Painting with Paper

O'More College of Design

by David Rosen,President of O’More College of Design 

You can almost feel and savor the gelato sitting in the chilled case that artist Carolyn Beehler remembers from her time in Italy and that she has captured with paper, little bits of paper cut from magazines, thousands of pieces that look like the strokes of a brush dredged in oil paint. That is some of the magic of Beehler’s art.

On February 5, as part of Franklin’s Art Scene, O’More College of Design will open an exhibition entitled Frolics in Italy by paper-painting artist and O’More alumna Carolyn Beehler. Calling herself a “collagist,” Beehler’s description does not begin to cover her extraordinary technique and her unique vision.

Frolics in Italy is a series of works based on a summer Beehler spent farm-hopping from northern to southern Italy. The works are deceptively realistic and deceptively simple. Unless you look carefully you will think they are creations in oil by a modern impressionist with a feeling for light, color, form, sensation, and emotion. Though she is a modern impressionist, that is not all she is.

“Unlike traditional painting,” Beehler explains, “I cut my brush strokes, and this forces me to act deliberately. I don’t have the luxury of a brush that can smudge, blend, dab and feather. I work with paper’s hard edges.”

Beehler begins by gluing foundational colors, which you can detect if you look closely.
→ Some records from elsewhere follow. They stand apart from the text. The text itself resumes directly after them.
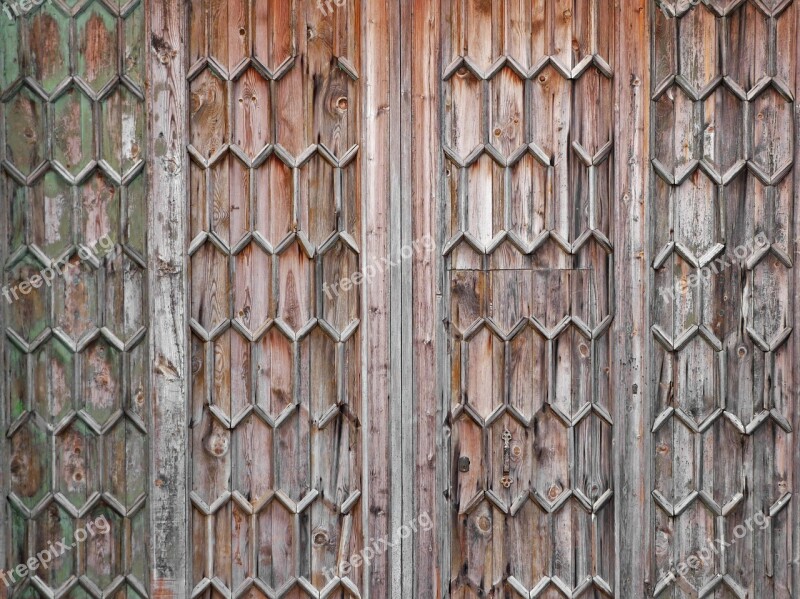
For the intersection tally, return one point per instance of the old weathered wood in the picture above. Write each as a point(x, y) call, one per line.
point(76, 406)
point(631, 213)
point(576, 409)
point(167, 225)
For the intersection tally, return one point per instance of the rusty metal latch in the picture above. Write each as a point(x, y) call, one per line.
point(506, 480)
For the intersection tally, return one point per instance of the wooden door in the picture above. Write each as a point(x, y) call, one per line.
point(461, 298)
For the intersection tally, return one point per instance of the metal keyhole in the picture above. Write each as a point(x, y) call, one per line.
point(506, 480)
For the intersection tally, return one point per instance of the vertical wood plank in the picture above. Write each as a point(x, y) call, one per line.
point(168, 169)
point(424, 442)
point(630, 333)
point(380, 132)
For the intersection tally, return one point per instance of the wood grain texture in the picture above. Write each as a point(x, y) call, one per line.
point(289, 388)
point(722, 421)
point(168, 364)
point(524, 230)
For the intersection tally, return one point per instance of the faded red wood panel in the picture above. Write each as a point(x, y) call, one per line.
point(75, 398)
point(276, 221)
point(527, 181)
point(723, 228)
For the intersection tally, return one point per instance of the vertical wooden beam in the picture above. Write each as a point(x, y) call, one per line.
point(166, 112)
point(421, 53)
point(631, 329)
point(381, 192)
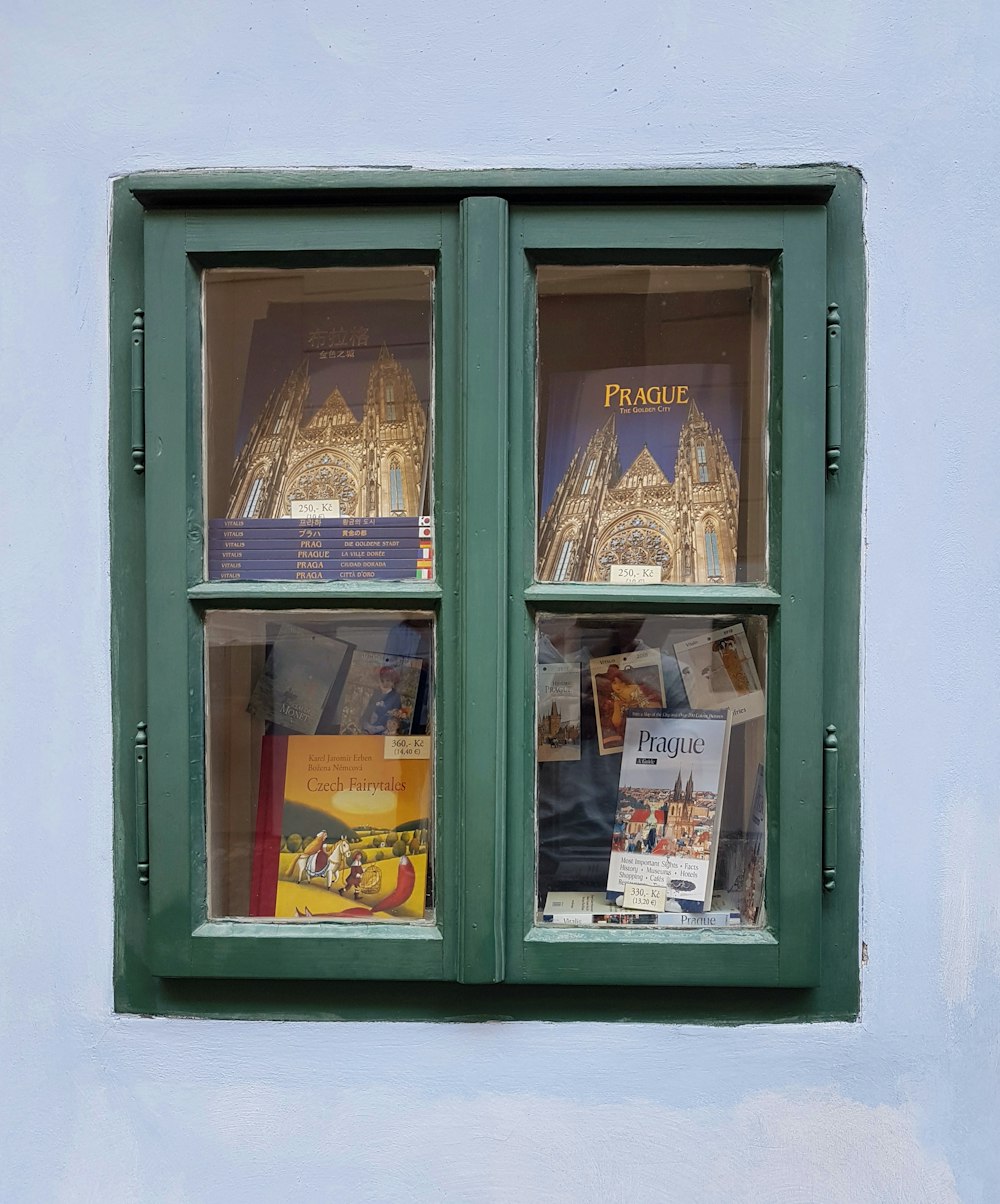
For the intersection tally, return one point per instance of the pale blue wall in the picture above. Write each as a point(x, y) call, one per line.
point(901, 1107)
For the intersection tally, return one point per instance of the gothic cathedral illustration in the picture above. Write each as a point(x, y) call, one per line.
point(599, 515)
point(371, 467)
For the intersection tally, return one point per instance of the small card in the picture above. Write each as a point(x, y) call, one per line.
point(644, 898)
point(407, 748)
point(634, 574)
point(317, 508)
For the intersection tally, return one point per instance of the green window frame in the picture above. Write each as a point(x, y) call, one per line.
point(484, 232)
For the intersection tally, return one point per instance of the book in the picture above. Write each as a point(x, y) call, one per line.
point(557, 718)
point(297, 678)
point(639, 470)
point(342, 832)
point(669, 806)
point(717, 671)
point(379, 694)
point(627, 680)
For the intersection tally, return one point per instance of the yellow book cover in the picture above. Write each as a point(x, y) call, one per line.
point(343, 831)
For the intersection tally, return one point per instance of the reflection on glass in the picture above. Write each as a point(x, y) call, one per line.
point(650, 769)
point(319, 768)
point(318, 423)
point(652, 389)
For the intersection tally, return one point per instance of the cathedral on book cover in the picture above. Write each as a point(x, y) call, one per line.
point(372, 466)
point(601, 515)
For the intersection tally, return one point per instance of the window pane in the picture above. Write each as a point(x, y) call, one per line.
point(318, 423)
point(650, 769)
point(652, 390)
point(319, 766)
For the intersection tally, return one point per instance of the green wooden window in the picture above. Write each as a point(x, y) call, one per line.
point(497, 247)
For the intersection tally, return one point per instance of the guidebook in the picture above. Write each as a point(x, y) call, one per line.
point(717, 671)
point(623, 682)
point(666, 832)
point(342, 830)
point(558, 712)
point(299, 674)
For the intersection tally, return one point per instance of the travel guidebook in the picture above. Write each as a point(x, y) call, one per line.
point(558, 712)
point(623, 682)
point(717, 671)
point(669, 812)
point(646, 460)
point(335, 415)
point(297, 678)
point(379, 694)
point(342, 831)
Then she lays on the strips of color that resemble cut out paint strokes of varying size, from apricot size to fennel seed.

Because the process is slow and deliberate, the creation period causes her to revisit her memories.

She is well aware that she is painting a picture of memories with pictures. “Each collage began as hundreds of individual pictures, all with the ability to evoke memories and emotions. As the bits of each individual picture come together, the work takes form and our imagination and memories intensify.”

Left behind in the seams of the works—on the edges of a cornice or the fluting of a gelato—are letters or words that remind us that this is paper. “I work with a medium that is thousands of textures, words and symbols,” Beehler explains, “and so anything I portray has layers of story and symbolism one could not find in just oil paint.”

O'More College of Design

“If I succeed,” Beehler says, “I will communicate the harmony between imagination and life. My hope is that seeing these pieces both up close and far away will trigger the viewer’s own memories and illuminate them with richer meaning.”

Beehler’s rich, evocative and beautiful works will be on view from February 6 to February 26 at the Robert N. Moore, Jr., Fine Arts Gallery, 
Abbey Leix Mansion, O’More College of Design. Gallery hours are Monday through Friday from 9 a.m. to 6 p.m.

The opening reception on Feb. 5 from 6-9 p.m. will take place as part of Franklin’s February Art Scene and is open to the public. Light refreshments will be served.